Nestled behind our hearts, its chain embedded between sinew and bone, is a pocketwatch dutifully ticking. Each tick brings us closer to our last breath, and none of us knows when that will be. Well, almost none of us. For those whose so-called “mortal clock” ticks away not beside the heart but in the brain, desperation reigns. So goes Marisa Wegrzyn’s play Hickory Dickory, the second offering in Moxie Theatre’s new season. Set in a suburban Chicago clock shop in two time periods, Hickory Dickory plays with the idea of a mortal clock as a metaphor and as a literal timekeeping device. There’s more subtlety and greater emotional resonance in the metaphor and in how the awareness of life’s fleeting nature inspires sacrifice and love. When the mortal clock is tangible, when it can be held and wound and even surgically removed, Hickory Dickory’s reflections lose much of their elegance.
At Moxie, Jennifer Eve Thorn directs a cast of five in which all but one play dual roles. That would be Samantha Ginn, whose raucous Cari Lee, on account of her broken mortal clock, gets to be 17 years old throughout all 18 years of the story. In ripped jeans and baggy T-shirts and part of the time pregnant, Ginn plays most of Hickory Dickory in fourth gear, but hers is a part with definite license to do so. The others in the ensemble – Jo Anne Glover, Justin Lang, John Anderson and the particularly winning Erin Petersen – bring energy and nuance to their respective dual parts without requiring significant costume or makeup changes.

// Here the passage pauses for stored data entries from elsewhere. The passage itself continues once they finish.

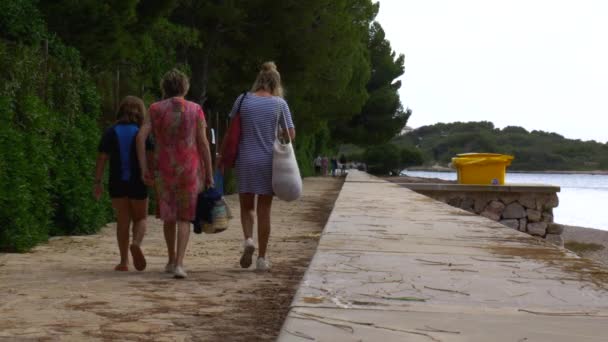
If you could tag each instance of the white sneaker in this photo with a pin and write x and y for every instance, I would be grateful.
(179, 273)
(248, 249)
(262, 265)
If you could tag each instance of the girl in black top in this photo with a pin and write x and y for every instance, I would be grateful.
(129, 194)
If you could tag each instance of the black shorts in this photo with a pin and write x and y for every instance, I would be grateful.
(132, 190)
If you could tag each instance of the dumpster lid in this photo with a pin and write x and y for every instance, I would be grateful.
(479, 155)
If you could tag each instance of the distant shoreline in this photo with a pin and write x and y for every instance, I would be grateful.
(447, 169)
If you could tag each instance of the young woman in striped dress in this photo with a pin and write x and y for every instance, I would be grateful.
(261, 110)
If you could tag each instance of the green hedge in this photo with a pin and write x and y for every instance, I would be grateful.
(48, 138)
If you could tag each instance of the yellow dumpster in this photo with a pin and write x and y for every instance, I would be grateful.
(481, 168)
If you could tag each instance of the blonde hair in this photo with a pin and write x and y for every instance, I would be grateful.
(174, 83)
(269, 80)
(131, 110)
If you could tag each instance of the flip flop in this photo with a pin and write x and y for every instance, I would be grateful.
(139, 261)
(121, 268)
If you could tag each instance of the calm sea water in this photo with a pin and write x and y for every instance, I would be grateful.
(583, 199)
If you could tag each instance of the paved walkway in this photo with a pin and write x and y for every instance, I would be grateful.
(66, 290)
(393, 265)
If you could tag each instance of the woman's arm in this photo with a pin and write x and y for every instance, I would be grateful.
(140, 142)
(99, 168)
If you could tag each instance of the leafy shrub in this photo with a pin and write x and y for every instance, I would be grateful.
(410, 157)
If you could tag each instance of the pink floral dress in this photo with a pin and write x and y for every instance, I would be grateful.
(179, 171)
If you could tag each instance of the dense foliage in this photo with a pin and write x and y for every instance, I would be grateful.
(67, 63)
(535, 150)
(48, 133)
(389, 159)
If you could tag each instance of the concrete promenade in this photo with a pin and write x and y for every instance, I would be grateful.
(393, 265)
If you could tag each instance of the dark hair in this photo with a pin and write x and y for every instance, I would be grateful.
(131, 110)
(174, 83)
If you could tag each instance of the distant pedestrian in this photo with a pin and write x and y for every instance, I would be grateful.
(334, 166)
(317, 164)
(127, 190)
(183, 163)
(342, 164)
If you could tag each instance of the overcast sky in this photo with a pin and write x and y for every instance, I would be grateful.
(540, 64)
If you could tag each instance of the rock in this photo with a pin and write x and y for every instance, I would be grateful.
(467, 204)
(551, 201)
(511, 223)
(508, 198)
(481, 202)
(492, 216)
(533, 215)
(548, 216)
(496, 207)
(555, 239)
(454, 201)
(537, 228)
(528, 201)
(554, 228)
(514, 211)
(523, 223)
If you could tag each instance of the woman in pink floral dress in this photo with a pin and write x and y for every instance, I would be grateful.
(183, 161)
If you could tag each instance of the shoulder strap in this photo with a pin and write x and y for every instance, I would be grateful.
(280, 111)
(241, 102)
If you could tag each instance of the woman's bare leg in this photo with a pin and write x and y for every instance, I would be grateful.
(183, 235)
(263, 211)
(169, 231)
(247, 202)
(123, 221)
(139, 213)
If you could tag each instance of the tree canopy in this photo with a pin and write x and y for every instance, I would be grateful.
(66, 64)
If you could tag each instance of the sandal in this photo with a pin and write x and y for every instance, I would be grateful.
(121, 268)
(139, 261)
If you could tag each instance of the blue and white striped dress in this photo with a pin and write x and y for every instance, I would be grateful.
(258, 125)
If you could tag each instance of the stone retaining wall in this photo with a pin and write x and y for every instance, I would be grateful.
(525, 208)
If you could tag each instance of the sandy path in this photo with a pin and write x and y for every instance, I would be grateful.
(67, 290)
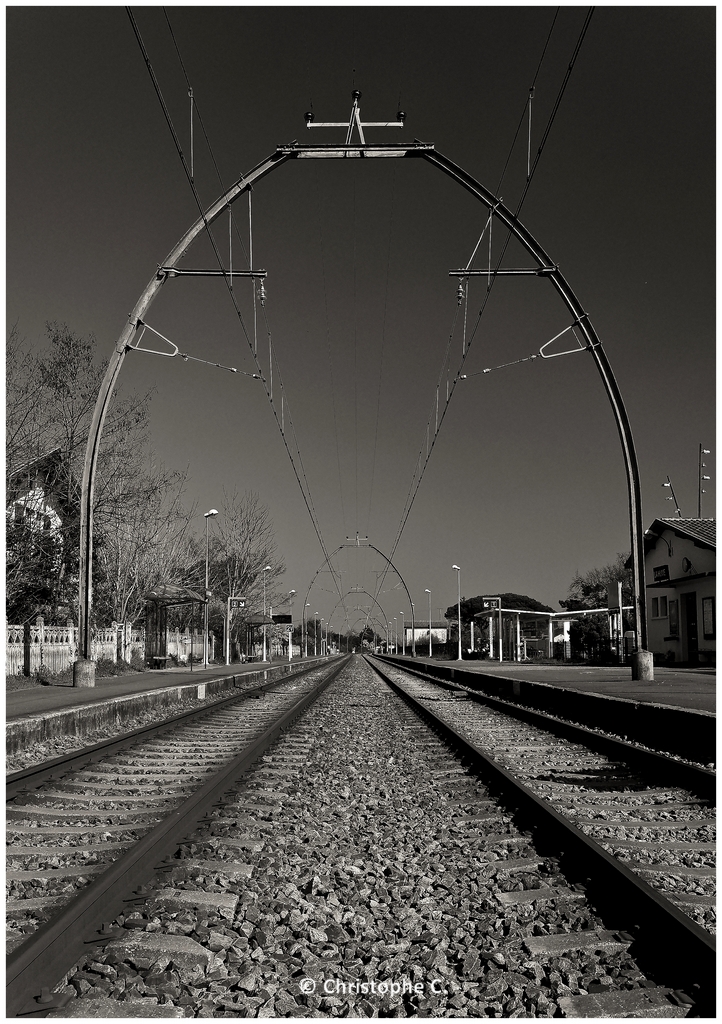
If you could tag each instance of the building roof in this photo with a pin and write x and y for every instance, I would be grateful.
(703, 531)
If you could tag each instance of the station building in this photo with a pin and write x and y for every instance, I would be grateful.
(680, 569)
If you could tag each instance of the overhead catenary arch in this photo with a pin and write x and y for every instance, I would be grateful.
(546, 268)
(358, 543)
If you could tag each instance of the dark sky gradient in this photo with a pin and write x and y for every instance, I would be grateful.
(526, 483)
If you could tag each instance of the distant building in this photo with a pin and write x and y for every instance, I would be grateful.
(680, 569)
(32, 496)
(439, 632)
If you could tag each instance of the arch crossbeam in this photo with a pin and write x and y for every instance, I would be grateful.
(418, 151)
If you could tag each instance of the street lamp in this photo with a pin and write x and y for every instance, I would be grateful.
(266, 569)
(291, 593)
(458, 568)
(207, 515)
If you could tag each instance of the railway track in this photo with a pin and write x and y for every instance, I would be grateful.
(87, 827)
(641, 825)
(358, 866)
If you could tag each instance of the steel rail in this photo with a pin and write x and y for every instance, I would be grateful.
(661, 766)
(36, 775)
(52, 950)
(667, 941)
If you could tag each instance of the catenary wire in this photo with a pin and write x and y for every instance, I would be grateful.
(171, 127)
(416, 480)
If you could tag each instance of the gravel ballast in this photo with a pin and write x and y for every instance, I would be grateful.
(362, 871)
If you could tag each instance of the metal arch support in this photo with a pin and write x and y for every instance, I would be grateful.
(411, 603)
(419, 151)
(597, 352)
(109, 383)
(377, 603)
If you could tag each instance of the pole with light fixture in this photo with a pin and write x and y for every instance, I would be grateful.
(458, 568)
(266, 569)
(291, 593)
(702, 477)
(207, 515)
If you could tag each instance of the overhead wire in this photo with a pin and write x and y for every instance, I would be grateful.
(416, 479)
(166, 113)
(383, 343)
(328, 341)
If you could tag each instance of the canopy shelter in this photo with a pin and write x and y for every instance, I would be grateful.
(157, 603)
(252, 624)
(494, 613)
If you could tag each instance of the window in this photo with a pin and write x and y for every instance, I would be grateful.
(708, 616)
(674, 619)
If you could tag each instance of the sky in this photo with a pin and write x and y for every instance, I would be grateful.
(525, 484)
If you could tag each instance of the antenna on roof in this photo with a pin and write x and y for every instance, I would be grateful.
(672, 497)
(701, 478)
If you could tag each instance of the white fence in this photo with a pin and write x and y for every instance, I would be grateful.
(40, 648)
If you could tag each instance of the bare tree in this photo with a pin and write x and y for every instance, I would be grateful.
(243, 546)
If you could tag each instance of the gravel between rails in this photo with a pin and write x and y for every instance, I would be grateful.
(362, 860)
(665, 835)
(64, 834)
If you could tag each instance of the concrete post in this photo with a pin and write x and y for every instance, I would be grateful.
(643, 666)
(84, 673)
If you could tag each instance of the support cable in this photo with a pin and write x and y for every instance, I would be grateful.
(328, 341)
(416, 481)
(211, 237)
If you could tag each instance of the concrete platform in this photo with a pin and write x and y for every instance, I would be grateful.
(676, 713)
(676, 687)
(44, 713)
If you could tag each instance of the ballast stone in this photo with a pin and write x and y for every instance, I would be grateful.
(636, 1003)
(100, 1009)
(147, 948)
(555, 945)
(186, 899)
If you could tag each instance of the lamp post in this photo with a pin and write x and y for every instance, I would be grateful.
(207, 515)
(458, 568)
(266, 569)
(291, 593)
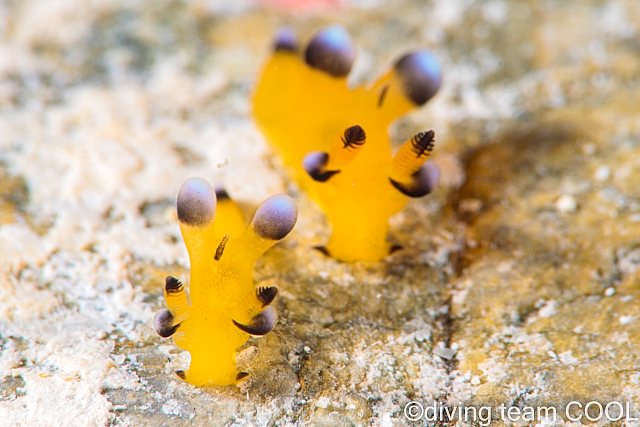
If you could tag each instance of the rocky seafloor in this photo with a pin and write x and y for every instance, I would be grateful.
(519, 280)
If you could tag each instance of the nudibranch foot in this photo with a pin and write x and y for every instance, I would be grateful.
(335, 139)
(225, 307)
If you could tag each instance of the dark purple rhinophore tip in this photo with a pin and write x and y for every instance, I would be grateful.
(420, 75)
(314, 162)
(196, 203)
(286, 40)
(275, 217)
(423, 182)
(331, 51)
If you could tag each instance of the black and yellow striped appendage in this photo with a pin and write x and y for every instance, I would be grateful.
(335, 139)
(224, 307)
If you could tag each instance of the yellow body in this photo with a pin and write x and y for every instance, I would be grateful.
(301, 109)
(221, 288)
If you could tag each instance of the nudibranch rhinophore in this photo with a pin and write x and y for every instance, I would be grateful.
(335, 139)
(225, 305)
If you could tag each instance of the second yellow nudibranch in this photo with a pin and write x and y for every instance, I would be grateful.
(225, 307)
(335, 140)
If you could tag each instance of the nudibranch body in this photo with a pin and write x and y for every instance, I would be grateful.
(225, 306)
(335, 139)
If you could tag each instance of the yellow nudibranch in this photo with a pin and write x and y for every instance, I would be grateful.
(335, 139)
(225, 307)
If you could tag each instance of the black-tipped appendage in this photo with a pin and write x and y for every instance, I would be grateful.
(420, 75)
(196, 203)
(286, 40)
(423, 142)
(275, 217)
(331, 51)
(163, 323)
(422, 183)
(261, 324)
(314, 164)
(266, 294)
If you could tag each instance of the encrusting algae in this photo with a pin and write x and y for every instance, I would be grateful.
(335, 139)
(225, 306)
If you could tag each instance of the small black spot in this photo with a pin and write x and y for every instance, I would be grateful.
(423, 182)
(383, 95)
(163, 323)
(221, 194)
(395, 248)
(314, 162)
(172, 285)
(266, 294)
(353, 137)
(323, 250)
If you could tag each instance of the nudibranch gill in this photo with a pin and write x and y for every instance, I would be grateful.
(335, 139)
(225, 306)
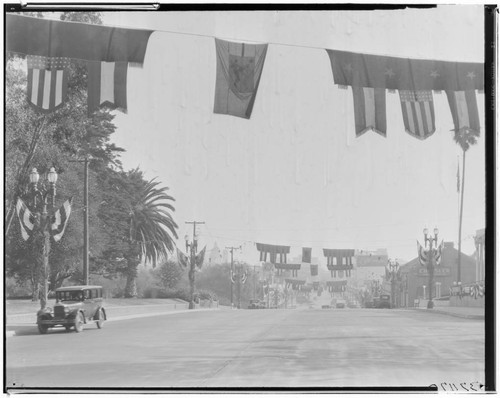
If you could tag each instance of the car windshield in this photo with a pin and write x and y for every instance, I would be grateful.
(70, 296)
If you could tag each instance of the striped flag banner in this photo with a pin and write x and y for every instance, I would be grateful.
(26, 219)
(47, 82)
(422, 254)
(107, 85)
(60, 220)
(463, 106)
(369, 110)
(418, 112)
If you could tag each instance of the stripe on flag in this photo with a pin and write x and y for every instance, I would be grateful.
(369, 110)
(60, 220)
(463, 106)
(422, 254)
(26, 219)
(418, 112)
(107, 85)
(47, 82)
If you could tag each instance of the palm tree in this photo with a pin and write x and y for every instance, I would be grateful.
(151, 228)
(465, 137)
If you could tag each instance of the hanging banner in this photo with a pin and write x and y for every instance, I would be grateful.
(239, 67)
(273, 251)
(107, 85)
(414, 78)
(51, 38)
(47, 82)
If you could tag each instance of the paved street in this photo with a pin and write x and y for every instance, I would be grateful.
(255, 348)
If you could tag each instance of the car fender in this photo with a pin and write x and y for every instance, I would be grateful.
(97, 311)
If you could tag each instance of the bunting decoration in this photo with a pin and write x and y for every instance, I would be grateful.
(60, 220)
(418, 112)
(273, 251)
(26, 219)
(239, 68)
(339, 260)
(281, 268)
(200, 257)
(306, 255)
(107, 85)
(89, 42)
(47, 82)
(414, 78)
(463, 106)
(336, 286)
(182, 258)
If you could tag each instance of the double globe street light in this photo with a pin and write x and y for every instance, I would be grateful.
(41, 202)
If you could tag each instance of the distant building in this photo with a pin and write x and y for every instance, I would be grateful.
(415, 276)
(370, 265)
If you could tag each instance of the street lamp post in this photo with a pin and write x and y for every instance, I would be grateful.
(41, 200)
(393, 271)
(431, 243)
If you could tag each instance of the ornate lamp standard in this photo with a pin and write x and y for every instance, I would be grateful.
(393, 276)
(431, 244)
(191, 248)
(41, 201)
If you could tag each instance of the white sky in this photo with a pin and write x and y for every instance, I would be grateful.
(294, 174)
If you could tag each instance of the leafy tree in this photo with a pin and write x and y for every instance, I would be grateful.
(56, 139)
(169, 274)
(136, 217)
(465, 138)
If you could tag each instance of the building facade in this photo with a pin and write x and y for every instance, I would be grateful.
(415, 278)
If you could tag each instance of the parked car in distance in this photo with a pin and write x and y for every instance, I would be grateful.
(74, 307)
(384, 301)
(256, 305)
(340, 303)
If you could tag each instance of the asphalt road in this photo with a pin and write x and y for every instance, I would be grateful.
(254, 348)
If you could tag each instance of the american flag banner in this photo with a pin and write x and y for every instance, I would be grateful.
(107, 85)
(463, 106)
(369, 110)
(422, 254)
(26, 219)
(418, 112)
(200, 257)
(47, 82)
(60, 220)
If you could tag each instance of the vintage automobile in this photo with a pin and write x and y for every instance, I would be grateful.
(75, 306)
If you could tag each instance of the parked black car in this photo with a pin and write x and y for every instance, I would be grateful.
(74, 307)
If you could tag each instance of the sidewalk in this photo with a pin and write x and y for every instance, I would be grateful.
(460, 312)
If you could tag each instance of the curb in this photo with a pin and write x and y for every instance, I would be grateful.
(12, 333)
(463, 316)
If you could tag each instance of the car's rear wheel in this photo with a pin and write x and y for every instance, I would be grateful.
(42, 328)
(79, 322)
(100, 318)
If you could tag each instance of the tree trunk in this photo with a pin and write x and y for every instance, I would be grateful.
(131, 287)
(459, 273)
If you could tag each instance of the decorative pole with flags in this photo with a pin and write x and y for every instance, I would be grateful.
(196, 260)
(44, 219)
(430, 258)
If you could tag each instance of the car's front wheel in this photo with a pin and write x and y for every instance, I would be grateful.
(42, 328)
(79, 322)
(100, 318)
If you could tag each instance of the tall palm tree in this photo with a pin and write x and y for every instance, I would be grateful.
(465, 137)
(151, 228)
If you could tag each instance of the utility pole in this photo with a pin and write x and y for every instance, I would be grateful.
(231, 249)
(85, 218)
(193, 246)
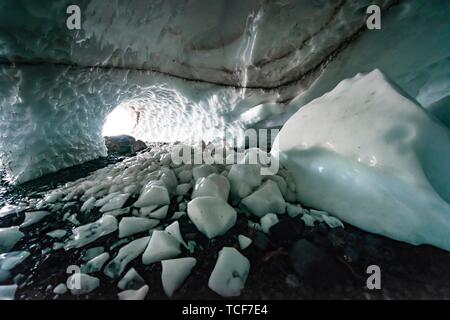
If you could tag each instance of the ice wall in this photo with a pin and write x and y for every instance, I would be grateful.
(374, 158)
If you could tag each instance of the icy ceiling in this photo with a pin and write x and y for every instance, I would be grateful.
(195, 69)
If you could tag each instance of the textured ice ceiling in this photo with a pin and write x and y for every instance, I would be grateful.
(194, 69)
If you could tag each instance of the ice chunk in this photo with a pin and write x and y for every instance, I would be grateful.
(57, 234)
(154, 193)
(131, 280)
(383, 169)
(134, 294)
(268, 221)
(203, 171)
(96, 263)
(214, 185)
(182, 189)
(160, 214)
(162, 246)
(115, 203)
(88, 233)
(244, 178)
(9, 237)
(174, 230)
(33, 217)
(10, 260)
(60, 289)
(244, 242)
(230, 273)
(8, 292)
(126, 254)
(132, 225)
(265, 199)
(212, 216)
(10, 209)
(174, 272)
(81, 283)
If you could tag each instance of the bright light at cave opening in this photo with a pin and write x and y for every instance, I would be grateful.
(120, 121)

At times the shouting on stage is as loud as an old episode of “Maude,” but in junctures where the cast settles into the melody and depth of Wegrzyn’s words, Hickory Dickory is almost prayerful.
Besides a delightful clock-shop set designed by Jennifer Brawn Gittings, the production relies heavily upon the visual theatrics of a pair of mortal-clock surgeries, complete with meticulously mixed anesthetic concoctions and modest stage blood. Consequently, Hickory Dickory is in every sense a dark comedy. It is neither grim nor moralizing. Its assertion that love trumps the fear of mortality may not be unprecedented, but it is inspiring.